Jour après jour, elle revient à la barre du tribunal correctionnel de Lille. Parce qu'elle est l'une des prostituées à avoir participé au plus grand nombre de «soirées», Jade, grande femme mince au visage caché par un casque de cheveux auburn, raconte inlassablement les passes, les hôtels, les bordels, les transactions, les clients. Ce mercredi 11 février, il est question à l'audience du procès du Carlton d'une «partie fine» avec Dominique Strauss-Kahn au Tantra, club belge échangiste, à l'automne 2009.
«On m'avait clairement fait comprendre que j'étais là pour DSK, raconte-t-elle. Mais quand j'ai vu ce mélange de corps, c'était une véritable boucherie, je ne me suis dit non, je ne peux pas y aller.» Elle reste donc au bar, discute avec «l'accompagnatrice» de DSK, «qui gardait sa veste». Puis David Roquet et Fabrice Paszkowski, les amis du Directeur du FMI qui l'ont payée 500 euros pour la soirée, lui demandent de raccompagner DSK et son amie à leur hôtel, à Bruxelles. Le trajet dure une heure. «On a parlé de la prostitution, des vitrines autorisées en Belgique, raconte Jade. Je leur ai dit que je travaillais dans un club échangiste. Que je faisais un strip-tease sur scène et qu'à la fin, je choisissais un client dans le public pour avoir une relation sexuelle avec lui.» Pour Jade, cette conversation ainsi que d'autres «signes» prouvent que Dominique Strauss-Kahn savait qu'elle était prostituée.

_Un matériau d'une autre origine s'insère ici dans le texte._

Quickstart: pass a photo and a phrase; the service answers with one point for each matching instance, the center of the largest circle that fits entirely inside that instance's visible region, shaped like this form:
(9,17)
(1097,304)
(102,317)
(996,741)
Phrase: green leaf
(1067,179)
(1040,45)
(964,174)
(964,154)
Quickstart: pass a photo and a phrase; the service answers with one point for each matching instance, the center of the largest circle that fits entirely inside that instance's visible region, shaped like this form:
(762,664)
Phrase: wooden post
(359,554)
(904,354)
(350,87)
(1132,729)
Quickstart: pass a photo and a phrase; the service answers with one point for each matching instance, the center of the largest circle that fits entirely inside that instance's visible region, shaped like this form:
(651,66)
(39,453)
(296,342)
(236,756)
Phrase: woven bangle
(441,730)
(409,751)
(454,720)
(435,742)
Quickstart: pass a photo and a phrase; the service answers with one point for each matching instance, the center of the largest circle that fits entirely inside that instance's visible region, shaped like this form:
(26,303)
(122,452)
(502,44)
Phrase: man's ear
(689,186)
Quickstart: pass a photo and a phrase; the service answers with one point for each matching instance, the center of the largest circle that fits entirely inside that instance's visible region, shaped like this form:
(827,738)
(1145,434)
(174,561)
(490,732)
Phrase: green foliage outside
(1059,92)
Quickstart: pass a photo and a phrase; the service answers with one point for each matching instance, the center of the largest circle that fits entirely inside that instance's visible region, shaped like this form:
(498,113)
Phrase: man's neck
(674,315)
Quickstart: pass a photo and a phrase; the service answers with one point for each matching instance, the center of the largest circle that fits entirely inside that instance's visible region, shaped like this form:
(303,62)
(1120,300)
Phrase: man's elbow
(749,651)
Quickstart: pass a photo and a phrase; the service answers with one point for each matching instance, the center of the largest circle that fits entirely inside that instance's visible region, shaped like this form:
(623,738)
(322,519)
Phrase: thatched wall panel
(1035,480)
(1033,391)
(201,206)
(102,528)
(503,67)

C'est l'enjeu fondamental : DSK encourt jusqu'à dix ans de prison s'il est reconnu coupable de proxénétisme.
«Je revis cet empalement de l’intérieur, qui me déchire dedans»
Arrivés à Bruxelles, DSK propose à Jade de «finir la nuit» avec lui et son amie. «Comme j'avais été payée pour une prestation et que je n'avais encore rien fait, j'y suis allée», dit Jade. Elle fond en larmes lorsque le président du tribunal lui demande de raconter ce qui s'est passé dans la chambre, une sodomie brutale. «J'ai subi… une pénétration à laquelle j'aurais dit non s'il m'avait demandé. Parce que je ne veux pas de ça. A chaque fois que je vois sa photo, je revis cet empalement de l'intérieur, qui me déchire dedans. Aucun autre client ne s'est jamais permis ça avec moi ! Alors peut-être ce client-là pense qu'il peut tout faire parce qu'il a un niveau social supérieur…» Le président lui fait remarquer qu'elle vient d'employer à deux reprises le terme «client» pour parler de Dominique Strauss-Kahn. «Oui, parce que s'il n'avait pas su que j'étais prostituée, s'il m'avait pris pour une libertine comme il dit, il m'aurait posé la question de savoir si j'étais d'accord pour avoir ce rapport-là.»
Dominique Strauss-Kahn s'approche de la barre. Il a toujours le même ton, calme et ferme, en maîtrise. «Rien de tout cela ne me permet de déduire qu'elle est prostituée. J'ai pensé qu'en tant que libertine, elle aimait danser dans un club et avoir une relation avec un client. Je ne mets pas en cause la perception qu'elle a eue de notre rapport sexuel. Mais je ne l'ai pas ressenti de la même manière. Je pense que je dois avoir une sexualité, je le découvre dans ce dossier, par rapport à la moyenne des hommes, plus rude. Mais j'ai exactement le même comportement sexuel avec toutes les femmes.»